Spectre du troisième mandat : La fièvre de la longévité gagne e Sénégal

lun, 10/09/2017 - 08:40

Il ne manquait plus que cela. Alors que l’Etat travaille à renouer le fil du dialogue avec son opposition pour aplanir les difficultés qui sont nombreuses par les temps qui courent, voilà qu’un professeur d’Université, Babacar Guèye vient nous raconter ce qu’il tient comme réalité laquelle pourrait, si elle survenait, causer de graves troubles à notre pays.

Eh bien, cette réalité si abjecte, c’est le spectre du troisième mandat, celui qui est à la base de tous les conflits dans la plupart des pays africains.

Voici ce que dit le Professeur, invité du Grand Jury sur la Rfm : « Quelque chose a été oublié lorsqu’on a rédigé la constitution. On a du oublier de prévoir des dispositions transitoires qu’il fallait ajouter pour prévoir que le mandat en cours, celui de 2012-2019 du président Sall, fait partie du décompte des deux mandats que le président peut avoir. Le mandat en cours, si nous appliquons la constitution à la lettre, on peut considérer qu’il ne fait pas partie du décompte. Ce qui fait que le président Macky Sall en 2024 peut briguer un mandat comme l’avait fait le président Wade ». Exactement comme du temps de Wade où les arguments différaient en fonction des prises de position de l’armada des juristes mobilisés par un camp ou par un autre.

Mieux, le Président Sall a fait partie de ceux qui avaient partagé les positions de l’opposition de l’époque elle qui soutenait, mordicus, que « Wade n’avait pas droit à un troisième mandat ». Nous croyons ce débat bien loin derrière nous. Mais non, il a fallait que quelqu’un d’une grandeur intellectuelle incontestable revienne sur là-dessus. Malheureusement, rien n’est gratuit. Et il n’y a pas de hasard. La démarche nous semble réfléchie et ressemble fort à un ballon de sonde qui prépare ce qui pourrait s’apparenter à une forfaiture.
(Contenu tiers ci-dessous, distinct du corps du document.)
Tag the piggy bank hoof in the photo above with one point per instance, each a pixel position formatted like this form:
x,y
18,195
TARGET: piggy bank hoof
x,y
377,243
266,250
Car, tout le monde sait y compris les non-juristes que les Constitutions modernes consacrent les deux mandats. Le Président Sall n’a pas respecté sa promesse de campagne de réduire son mandat de 7 à 5 ans. Il est en train de faire 7 ans. Si l’on doit y ajouter un éventuel mandat de 5 ans en 2019 et à la faveur d’une réélection un autre de 5 ans, il va alors faire 17 ans au pouvoir. Entre nous, il n’y a aucun sérieux dans tout cela.

Tout le monde sait en effet que les textes de loi sont sujets à interprétations de différentes formes et que les acteurs ne sont pas toujours d’accord sur leurs sens. Cependant, le Professeur Guèye sait pertinemment que le recours aux travaux préparatoires pour bien comprendre l’esprit qui a guidé le législateur est un mode d’interprétation sûr si le corps de la loi semble être en contradiction avec ce que ce dernier a voulu instaurer comme règle.

Or, nous sommes loin de 2024. Il y a la Présidentielle de 2019 dont les résultats sont loin d’être acquis d’avance en tout cas pour les esprits simples que nous sommes.

Faire des projections sur 2024 et ‘’permettre’’ au Président Sall de faire un troisième mandat pour un spécialiste qui connait l’esprit du Constituant me semble relever d’une mauvaise foi.

Certes les avis techniques peuvent heurter du fait de leur scientificité mais, en l’espèce, nous sommes loin de croire en l’innocence du professeur.

Ces avis dangereux et attentatoire à l’ordre et à la sécurité publique, on les garde pour soi d’autant plus que, personne ne semble s’intéresser à la question. A moins que, discrètement, un plan ne soit ourdi pour des objectifs inavouables.

En tout état de cause, les populations africaines y compris celles de la Rdc, de la Guinée qui soupçonnent le manège et bien d’autres pays comme la Mauritanie savent que si elles ne font rien, leurs Présidents pourraient tenter d’avoir un troisième mandat, ne serait-ce que par référendum.

Dans le cas du Sénégal, le Professeur Guèye est en train de dire au Président Sall qu’il n’aura même pas besoin d’un référendum, « la Constitution le permet ».

Alors, c’est à Macky de se hisser au-dessus de la mêlé en respectant son serment, ses promesses de campagne, ses compatriotes. Car, ici, dans notre pays, tout, y compris le meurtre, se justifie. Quel que soit ce que vous aurez fait et le caractère ignoble de votre acte, vous trouverez toujours un théoricien capable de le justifier. Mais cela ne doit pas encourager l’insensé. Car, ce serait insensé pour tout président sénégalais de tenter de faire un troisième tour. Parce que tout simplement, les Sénégalais n’en veulent pas conformément à l’esprit de la Constitution.